# NEW Aveeno Baby Wash--is it ok?



## pearlthehedgie (Feb 15, 2011)

Yesterday at the store, I bought a bottle of shampoo for Pearl that I hope will be ok. We usually use the unscented Aveeno baby wash, but this one says "NEW Aveeno Baby Cleansing Therapy Moisturizing Wash". I like the moisturizing part because Pearl has very dry skin. It is still fragrance-free. Says "with colloidal oatmeal and soothing oat essence". And "formulated to gently cleanse without damaging the skin's barrier". 

Ingredients are: water, sodium trideceth sulfate, caprylic/capric triglyceride, glycerin, sodium lauroamphoacetate, sodium chloride, Avena Sativa (oat) kernel flour, laureth-2, citric acid, cyamopsis tetragonoloba (guar) gum, ceramide NP, Avena Sativa (oat) kernel extract, panthenol, sdium benzoate, guar hydroxypropyltrimonium chloride.
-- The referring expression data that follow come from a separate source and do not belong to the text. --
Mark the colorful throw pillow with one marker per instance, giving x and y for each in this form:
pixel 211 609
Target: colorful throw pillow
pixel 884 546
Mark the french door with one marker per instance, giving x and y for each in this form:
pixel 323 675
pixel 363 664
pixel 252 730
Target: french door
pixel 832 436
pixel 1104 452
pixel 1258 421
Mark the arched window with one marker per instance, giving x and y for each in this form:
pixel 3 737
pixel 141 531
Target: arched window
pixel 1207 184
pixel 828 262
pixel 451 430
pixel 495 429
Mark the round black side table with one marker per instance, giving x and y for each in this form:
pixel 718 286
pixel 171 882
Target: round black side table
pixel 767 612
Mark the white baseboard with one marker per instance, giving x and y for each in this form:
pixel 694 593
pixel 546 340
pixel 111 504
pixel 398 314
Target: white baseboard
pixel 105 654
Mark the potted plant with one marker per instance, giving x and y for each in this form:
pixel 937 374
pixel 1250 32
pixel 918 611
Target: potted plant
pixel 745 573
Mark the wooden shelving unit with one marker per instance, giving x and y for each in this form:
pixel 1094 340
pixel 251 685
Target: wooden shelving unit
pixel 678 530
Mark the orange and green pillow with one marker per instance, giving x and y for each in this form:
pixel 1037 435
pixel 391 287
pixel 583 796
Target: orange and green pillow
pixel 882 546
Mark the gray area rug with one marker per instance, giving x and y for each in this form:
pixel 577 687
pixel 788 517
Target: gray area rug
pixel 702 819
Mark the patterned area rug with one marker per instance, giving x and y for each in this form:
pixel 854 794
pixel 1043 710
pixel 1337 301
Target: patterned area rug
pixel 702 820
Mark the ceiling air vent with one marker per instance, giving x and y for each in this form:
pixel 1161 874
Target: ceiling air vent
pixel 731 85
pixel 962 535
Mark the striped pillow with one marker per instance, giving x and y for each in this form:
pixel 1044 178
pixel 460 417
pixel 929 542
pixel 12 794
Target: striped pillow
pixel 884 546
Anyone know if this is ok? I'm curious if this moisturizing formula will be better for Pearl's skin. Thanks.


----------



## GoodandPlenty (Feb 4, 2012)

I'd like to piggyback on this question. Aveeno was recommended to me for a baby; foot and belly baths mostly, but for full baths too if needed. I found it, but found three choices:
Aveeno Body Wash: Skin Relief
Aveeno Body Wash: Daily Moisturizing
Aveeno Stress Relieving Foaming Bath (with oatmeal, lavender, and a couple of other things)

That's just what they had. I assume that there are more. Are there good choices and bad choices or is any okay?


----------



## Lilysmommy (Jan 7, 2009)

Pearl - the one you mentioned sounds fine to me, but I'm definitely not an expert. I don't see anything that jumps out at me, so unless anyone else sees an issue with it, I'd go ahead and use it.

GoodandPlenty - I'd go with one of the first two that you listed. If the third has lavender, it sounds like it probably has a scent, which could bother a hedgie with their strong sense of smell.


----------



## JustOnePost (Dec 27, 2011)

*[RED FLAG]* *Sodium sulfate* is a white crystalline solid known as the mineral thenardite; it is the sodium salt of sulfuric acid. Sodium sulfate is often used in the production of detergents.

*Caprylic/Capric Triglyceride* is an oily liquid made from coconut oil. In cosmetics and personal care products, Caprylic/Capric Triglyceride is used in the formulation of lipstick, eye makeup, foundations, blushers, perfumes, moisturizers, suntan and sunscreen products and many other products.

*Additional Info*

The Food and Drug Administration (FDA) includes caprylic acid, a main constituent of Caprylic/Capric Triglyceride, on its list of substances Generally Recognized As Safe (GRAS) for use as a direct food additive. Fatty acids including caprylic acid and capric acid are also included on the list of food additives allowed to be directly added to food.

The safety of Caprylic/Capric Triglyceride has been assessed by the Cosmetic Ingredient Review (CIR) Expert Panel. The CIR Expert Panel evaluated the scientific data and concluded that Caprylic/Capric Triglyceride was safe as a cosmetic ingredient in the present practices of use. In 2001, the CIR Expert Panel considered available new data on Caprylic/Capric Triglyceride and reaffirmed the above conclusion.

*Glycerol (or glycerine, glycerin)* is a simple polyol compound. It is a colorless, odorless, viscous liquid that is widely used in pharmaceutical formulations. Glycerol has three hydroxyl groups that are responsible for its solubility in water and its hygroscopic nature. The glycerol backbone is central to all lipids known as triglycerides. Glycerol is sweet-tasting and of low toxicity.

*Sodium lauroamphoacetate* is an amphoacetate used in moisturizers and other skin care products.

*Additional Info*

No real research on any effects it has negative have been done, has not reviewed by any safety regulated administrations.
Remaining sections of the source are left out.